Notes: Summary 1. Metamorphosis in the mothManduca sexta culminates with the secretion of the peptide eclosion hormone (EH), which triggers the stereotyped behavior of adult emergence (eclosion) from the pupal cuticle. In restrained but spontaneously behaving animals, the release of EH occurred shortly before the onset of subjective night (Fig. 3) and coincided with a depletion of EH from the neurohemal organs of the brain, the corpora cardiaca-corpora allata complex (CC-CA; Fig. 4). 2. EH is produced by neurons within a bilaterally paired group of brain neurosecretory cells (Group Ia) which project to the CC-CA via the nervi corporis cardiaci-1+2 (NCC-1+2; Fig. 1).

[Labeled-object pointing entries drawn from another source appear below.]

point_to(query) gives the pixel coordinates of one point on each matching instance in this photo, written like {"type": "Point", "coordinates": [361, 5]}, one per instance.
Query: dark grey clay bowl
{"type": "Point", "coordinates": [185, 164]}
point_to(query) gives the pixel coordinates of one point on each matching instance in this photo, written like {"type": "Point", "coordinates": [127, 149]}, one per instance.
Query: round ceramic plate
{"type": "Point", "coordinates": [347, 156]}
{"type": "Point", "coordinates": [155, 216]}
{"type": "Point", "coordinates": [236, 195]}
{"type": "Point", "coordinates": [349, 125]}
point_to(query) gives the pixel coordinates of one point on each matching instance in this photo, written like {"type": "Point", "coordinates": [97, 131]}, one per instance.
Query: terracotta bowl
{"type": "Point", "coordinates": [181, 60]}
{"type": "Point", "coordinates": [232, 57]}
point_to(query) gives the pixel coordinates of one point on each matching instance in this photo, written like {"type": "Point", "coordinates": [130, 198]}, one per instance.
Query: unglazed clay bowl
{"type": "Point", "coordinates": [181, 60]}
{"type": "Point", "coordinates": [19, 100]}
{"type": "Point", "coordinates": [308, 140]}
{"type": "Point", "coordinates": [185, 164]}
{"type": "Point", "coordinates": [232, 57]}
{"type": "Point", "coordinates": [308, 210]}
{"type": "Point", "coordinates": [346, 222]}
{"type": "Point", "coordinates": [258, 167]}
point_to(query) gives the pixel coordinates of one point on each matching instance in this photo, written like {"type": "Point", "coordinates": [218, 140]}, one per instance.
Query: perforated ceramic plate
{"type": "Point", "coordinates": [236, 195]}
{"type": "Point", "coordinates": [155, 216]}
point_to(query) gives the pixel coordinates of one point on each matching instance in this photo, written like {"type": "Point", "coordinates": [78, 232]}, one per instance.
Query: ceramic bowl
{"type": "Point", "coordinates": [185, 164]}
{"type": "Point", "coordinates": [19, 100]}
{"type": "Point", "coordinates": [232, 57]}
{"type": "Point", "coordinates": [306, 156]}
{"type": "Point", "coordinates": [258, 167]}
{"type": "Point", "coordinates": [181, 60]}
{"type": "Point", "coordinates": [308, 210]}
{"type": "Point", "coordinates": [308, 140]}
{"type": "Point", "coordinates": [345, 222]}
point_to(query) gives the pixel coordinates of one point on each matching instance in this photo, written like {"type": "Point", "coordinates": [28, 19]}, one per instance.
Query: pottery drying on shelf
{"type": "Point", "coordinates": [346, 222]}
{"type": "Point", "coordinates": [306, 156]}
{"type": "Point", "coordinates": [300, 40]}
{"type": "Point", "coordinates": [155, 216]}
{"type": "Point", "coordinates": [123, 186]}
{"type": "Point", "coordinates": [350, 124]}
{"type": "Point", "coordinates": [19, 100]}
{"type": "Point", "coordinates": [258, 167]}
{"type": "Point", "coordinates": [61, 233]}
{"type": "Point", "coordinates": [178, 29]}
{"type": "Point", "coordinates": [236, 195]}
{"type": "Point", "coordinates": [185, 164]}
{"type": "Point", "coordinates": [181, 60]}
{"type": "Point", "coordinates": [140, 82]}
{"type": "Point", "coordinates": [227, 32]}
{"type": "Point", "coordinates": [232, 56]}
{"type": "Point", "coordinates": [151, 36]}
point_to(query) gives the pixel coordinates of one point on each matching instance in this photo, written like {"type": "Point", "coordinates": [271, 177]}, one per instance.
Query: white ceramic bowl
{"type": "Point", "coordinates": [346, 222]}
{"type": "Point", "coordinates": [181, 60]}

Electrical stimulation of the NCC-1+2 caused a marked increase in the levels of EH secreted from isolated CC-CA (Fig. 2), while stimulation of the other nerves innervating the neurohemal organs did not. 3. Electrical activity in the NCC-1+2 paralleled that of the cerebral neurosecretory cells (Fig. 1). Chronic extracellular recordings revealed a sudden increase in the tonic firing of several units within this nerve approximately 2 to 3 h before normal eclosion (Fig. 5), coincident with the release of EH bioactivity from the CC-CA (Fig. 6). 4. The Group Ia neurons were electrically inactive on the day before eclosion (Day −1), but on the day of eclosion (Day 0) a subgroup of these cells exhibited both enhanced synaptic input and elevated rates of tonic firing during the normal time of EH release (Fig. 7). 5. No significant differences in resting membrane potential or spike waveform characteristics were detected among the various subsets of Group Ia cells on either Day −1 or Day 0, while a significant increase in the resting input resistance was seen in the active subgroup on Day 0 (Fig. 8). This increase may be due to the regulatory effects of the steroid 20-hydroxyecdysone, which inhibits the release of EH and may act by preventing the synaptic activation of the EH neurons until the final day of adult development.